I'm trying to implement a naive version of PageRank in Apache-Spark (1.4.0) with Python. The details of the algorithm (the way it should work) can be found here (look about a third of the way down at the matrix H with stationary vector I).
PageRank is iterative (at each step each vertex emits a share of it's current page rank to it's neighbors, then the reduce function collects page rank sent to each vertex). This results in a loop where RDD's are recycled and updated (RDD's are read-only, so it actually creates a new RDD). In principle, one should be able to use RDD.cache()
.
The problem that I have is that it appears that in my loop, even with the .cache()
the RDD is re-computed at each iteration in the loop. I know the RDD fits in memory (because the input file I'm using is very small, the RDD only has 8 elements). My code is below:
from pyspark import SparkContext, SparkConf
import sys
def my_map(line):
#The structure of line is (vertex, ([list of outgoing edges], current_PageRank))
out_edges = line[1][0]
current_PageRank = line[1][1]
e = len(out_edges)
if e > 0:
return_list = []
for f in out_edges:
return_list.append( (f, current_PageRank/float(e)) )
return return_list
conf = SparkConf().setAppName("PageRank")
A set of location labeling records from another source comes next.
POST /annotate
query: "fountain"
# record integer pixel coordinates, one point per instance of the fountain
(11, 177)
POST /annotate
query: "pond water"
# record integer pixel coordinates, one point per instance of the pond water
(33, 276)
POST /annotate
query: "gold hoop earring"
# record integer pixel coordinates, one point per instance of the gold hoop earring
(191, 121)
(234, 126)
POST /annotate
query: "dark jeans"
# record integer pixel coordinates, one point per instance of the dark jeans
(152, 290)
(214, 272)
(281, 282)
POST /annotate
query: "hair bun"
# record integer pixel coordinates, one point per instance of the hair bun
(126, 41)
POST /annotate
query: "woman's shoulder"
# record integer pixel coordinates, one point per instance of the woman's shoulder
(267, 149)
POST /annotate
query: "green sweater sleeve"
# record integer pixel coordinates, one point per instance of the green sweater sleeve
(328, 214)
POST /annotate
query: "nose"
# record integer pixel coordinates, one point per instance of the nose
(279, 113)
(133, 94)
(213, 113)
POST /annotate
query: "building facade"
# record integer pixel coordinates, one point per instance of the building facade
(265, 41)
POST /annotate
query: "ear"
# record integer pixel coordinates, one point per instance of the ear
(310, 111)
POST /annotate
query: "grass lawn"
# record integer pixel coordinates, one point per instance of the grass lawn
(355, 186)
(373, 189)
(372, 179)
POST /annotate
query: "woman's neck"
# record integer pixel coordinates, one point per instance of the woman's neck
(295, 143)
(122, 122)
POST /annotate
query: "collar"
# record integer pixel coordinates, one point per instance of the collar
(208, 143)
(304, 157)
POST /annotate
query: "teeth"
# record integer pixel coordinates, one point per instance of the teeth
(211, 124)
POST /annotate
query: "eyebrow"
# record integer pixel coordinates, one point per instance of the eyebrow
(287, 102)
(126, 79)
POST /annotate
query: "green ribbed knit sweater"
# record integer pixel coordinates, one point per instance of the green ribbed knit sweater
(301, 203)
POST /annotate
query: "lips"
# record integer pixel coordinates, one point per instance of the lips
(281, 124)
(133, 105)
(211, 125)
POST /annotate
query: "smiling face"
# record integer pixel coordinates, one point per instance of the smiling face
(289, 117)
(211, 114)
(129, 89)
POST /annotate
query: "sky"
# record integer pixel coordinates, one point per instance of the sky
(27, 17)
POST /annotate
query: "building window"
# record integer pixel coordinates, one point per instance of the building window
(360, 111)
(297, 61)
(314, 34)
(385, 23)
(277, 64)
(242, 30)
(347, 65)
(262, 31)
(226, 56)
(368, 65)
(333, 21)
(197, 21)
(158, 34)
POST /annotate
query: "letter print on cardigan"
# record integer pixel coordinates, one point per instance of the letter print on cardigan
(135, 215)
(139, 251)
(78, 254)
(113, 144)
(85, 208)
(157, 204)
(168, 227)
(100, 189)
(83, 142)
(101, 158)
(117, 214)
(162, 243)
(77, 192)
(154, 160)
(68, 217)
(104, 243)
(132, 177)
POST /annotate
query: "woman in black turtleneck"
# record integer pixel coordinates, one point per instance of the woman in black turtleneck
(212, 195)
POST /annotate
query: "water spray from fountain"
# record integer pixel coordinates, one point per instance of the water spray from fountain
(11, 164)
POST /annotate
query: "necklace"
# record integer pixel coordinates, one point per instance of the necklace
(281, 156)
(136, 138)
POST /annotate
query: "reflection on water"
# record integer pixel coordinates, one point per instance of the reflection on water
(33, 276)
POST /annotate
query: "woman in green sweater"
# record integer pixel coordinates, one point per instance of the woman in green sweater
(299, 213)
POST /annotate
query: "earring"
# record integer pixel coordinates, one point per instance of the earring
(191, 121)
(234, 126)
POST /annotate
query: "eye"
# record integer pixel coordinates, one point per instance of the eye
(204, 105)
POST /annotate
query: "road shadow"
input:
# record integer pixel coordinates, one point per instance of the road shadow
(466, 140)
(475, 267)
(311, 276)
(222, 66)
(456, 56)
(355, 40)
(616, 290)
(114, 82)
sc = SparkContext(conf=conf)
fileName = sys.argv[1]
# lines is an RDD (list) where each element of the RDD is a string (one line of the text file).
lines = sc.textFile(fileName)
# edge_list is an RDD where each element is the list of integers from a line of the text file.
# edge_list is cached because we will refer to it numerous times throughout the computation.
# Each element of edge_list is of the form (vertex, [out neighbors]), so (int, list).
edge_list = lines.map(lambda line: (int(line.split()[0]), [int(x) for x in line.split()[1:]]) ).cache()
# vertex_set is an RDD that is the list of all vertices.
vertex_set = edge_list.map(lambda row: row[0])
# N is the number of vertices in the graph.
N = vertex_set.count()
# Initialize the PageRank vector.
# Each vertex will be keyed with its initial value (1/N where N is the number of vertices)
# Elements of Last_PageRank have the form (vertex, PageRank), so (int, float).
Last_PageRank = vertex_set.map(lambda x: (x, 1.0/N) ).cache()
for number in xrange(40):
Last_PageRank = edge_list.join(Last_PageRank).flatMap(my_map).reduceByKey(lambda a, b: a+b).cache()
### In version 2, I comment the previous and last line out, and un-comment the following 3 lines.
#LList = edge_list.join(Last_PageRank).flatMap(my_map).reduceByKey(lambda a, b: a+b).collect()
#print LList
#Last_PageRank = sc.parallelize(LList)
print Last_PageRank.collect()
To give an idea of why I believe the caching is not working, I timed the code above with the number of iterations of the loop being 5, 10, 15, ..., 40. Then, I changed the code so that at each step I collected the RDD with RDD.collect()
, print it to screen, then use sc.parallelize()
to re-distribute the list as an RDD. When I did this, the computation was significantly faster. The timing data (without the .collect()
) is as follows:
Num Iterations Time(s)
5 14.356s
10 27.783s
15 47.983s
20 75.019s
25 108.298s
30 148.345s
35 195.525s
40 248.699s
By contrast, when I use the .collect()
work-around, the 40 iteration version takes only 43.922s. I would expect then, if the caching were working as I thought it should, that the original version should take (at most) the 43.9s.
Any help is appreciated. By the way, I appreciate any explanations in lay terms (as I'm a self-taught programmer--mathematician by education).